Skeptics need not take Blake's word for it; he has pictures.

"When people find out I'm into diving, they ask me what I see down there. I decided to take along a camera so I could show them," he said.

Most of the photos he's taken have been at Braxton County's Sutton Lake and Nicholas County's Summersville Lake, mainly because they're the only ones clear enough for decent photography.

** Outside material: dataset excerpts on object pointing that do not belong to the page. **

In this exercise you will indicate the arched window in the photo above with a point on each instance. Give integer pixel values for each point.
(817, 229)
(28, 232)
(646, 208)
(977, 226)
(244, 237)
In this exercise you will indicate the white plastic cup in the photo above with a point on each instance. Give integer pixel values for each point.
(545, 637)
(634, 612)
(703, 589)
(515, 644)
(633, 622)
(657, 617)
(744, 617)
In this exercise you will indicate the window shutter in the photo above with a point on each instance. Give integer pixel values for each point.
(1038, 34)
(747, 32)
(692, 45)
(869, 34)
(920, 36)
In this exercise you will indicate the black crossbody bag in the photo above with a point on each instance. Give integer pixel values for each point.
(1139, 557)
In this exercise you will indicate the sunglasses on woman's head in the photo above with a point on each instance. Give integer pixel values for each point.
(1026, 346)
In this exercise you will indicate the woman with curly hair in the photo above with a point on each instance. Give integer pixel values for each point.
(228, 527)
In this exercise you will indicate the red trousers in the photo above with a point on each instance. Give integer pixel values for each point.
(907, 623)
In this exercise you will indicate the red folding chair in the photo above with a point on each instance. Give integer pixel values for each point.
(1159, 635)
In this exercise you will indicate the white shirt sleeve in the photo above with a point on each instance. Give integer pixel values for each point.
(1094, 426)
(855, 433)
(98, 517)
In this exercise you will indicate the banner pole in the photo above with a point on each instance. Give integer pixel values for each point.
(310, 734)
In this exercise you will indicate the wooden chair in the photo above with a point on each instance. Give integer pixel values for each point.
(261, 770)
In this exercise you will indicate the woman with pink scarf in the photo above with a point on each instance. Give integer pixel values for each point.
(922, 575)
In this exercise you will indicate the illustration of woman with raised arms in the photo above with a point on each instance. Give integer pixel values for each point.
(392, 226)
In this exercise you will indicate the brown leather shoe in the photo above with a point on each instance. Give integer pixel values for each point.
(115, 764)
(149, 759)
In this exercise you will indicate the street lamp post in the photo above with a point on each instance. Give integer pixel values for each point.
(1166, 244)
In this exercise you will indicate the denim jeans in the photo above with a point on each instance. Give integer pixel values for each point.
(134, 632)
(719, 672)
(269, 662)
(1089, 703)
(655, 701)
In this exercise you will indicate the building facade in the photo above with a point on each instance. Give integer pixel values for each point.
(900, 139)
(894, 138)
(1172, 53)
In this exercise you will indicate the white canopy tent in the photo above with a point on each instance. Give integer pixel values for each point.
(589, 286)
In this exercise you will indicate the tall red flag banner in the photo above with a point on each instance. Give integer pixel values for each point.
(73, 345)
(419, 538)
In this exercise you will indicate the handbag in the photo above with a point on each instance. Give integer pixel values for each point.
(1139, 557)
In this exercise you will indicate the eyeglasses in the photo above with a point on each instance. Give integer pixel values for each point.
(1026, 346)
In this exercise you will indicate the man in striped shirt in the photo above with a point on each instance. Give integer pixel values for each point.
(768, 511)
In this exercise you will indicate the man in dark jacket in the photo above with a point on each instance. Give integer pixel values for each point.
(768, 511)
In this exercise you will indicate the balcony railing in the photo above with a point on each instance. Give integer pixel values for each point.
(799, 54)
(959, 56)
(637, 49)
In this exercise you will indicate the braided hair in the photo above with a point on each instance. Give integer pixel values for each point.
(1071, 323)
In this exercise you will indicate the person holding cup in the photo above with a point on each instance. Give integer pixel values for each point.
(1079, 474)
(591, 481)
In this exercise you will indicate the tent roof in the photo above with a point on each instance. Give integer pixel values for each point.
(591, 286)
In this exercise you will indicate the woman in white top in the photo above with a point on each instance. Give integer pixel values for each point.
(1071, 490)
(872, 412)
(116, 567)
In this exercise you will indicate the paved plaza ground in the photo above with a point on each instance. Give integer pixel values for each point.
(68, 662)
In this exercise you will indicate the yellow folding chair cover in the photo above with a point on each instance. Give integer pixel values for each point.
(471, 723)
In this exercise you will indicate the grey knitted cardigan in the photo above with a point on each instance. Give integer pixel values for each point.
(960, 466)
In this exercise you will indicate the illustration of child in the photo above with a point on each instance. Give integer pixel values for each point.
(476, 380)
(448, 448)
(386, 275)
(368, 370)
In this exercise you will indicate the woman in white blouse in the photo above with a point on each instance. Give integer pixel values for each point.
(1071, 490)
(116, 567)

"I encountered my first patch of trees at Summersville," Blake said. "They had a lot of small walleye around them. The population was incredible. There must have been 20 to 30 little walleye on each 5- or 6-foot tree. I couldn't believe it."

Zack Brown, a DNR biologist who coordinates the tree-habitat program, said the recycled evergreens help replace what the lakes' original builders stripped away.

"When these reservoirs were created, the Corps of Engineers used to clear the ground before they filled the lake. They just took all the woody vegetation away. Some of our most valued game fish species - bass, crappie, bluegills and muskellunge - like to hide in woody vegetation. The brush piles we create with Christmas trees give those fish a place to live," Brown explained.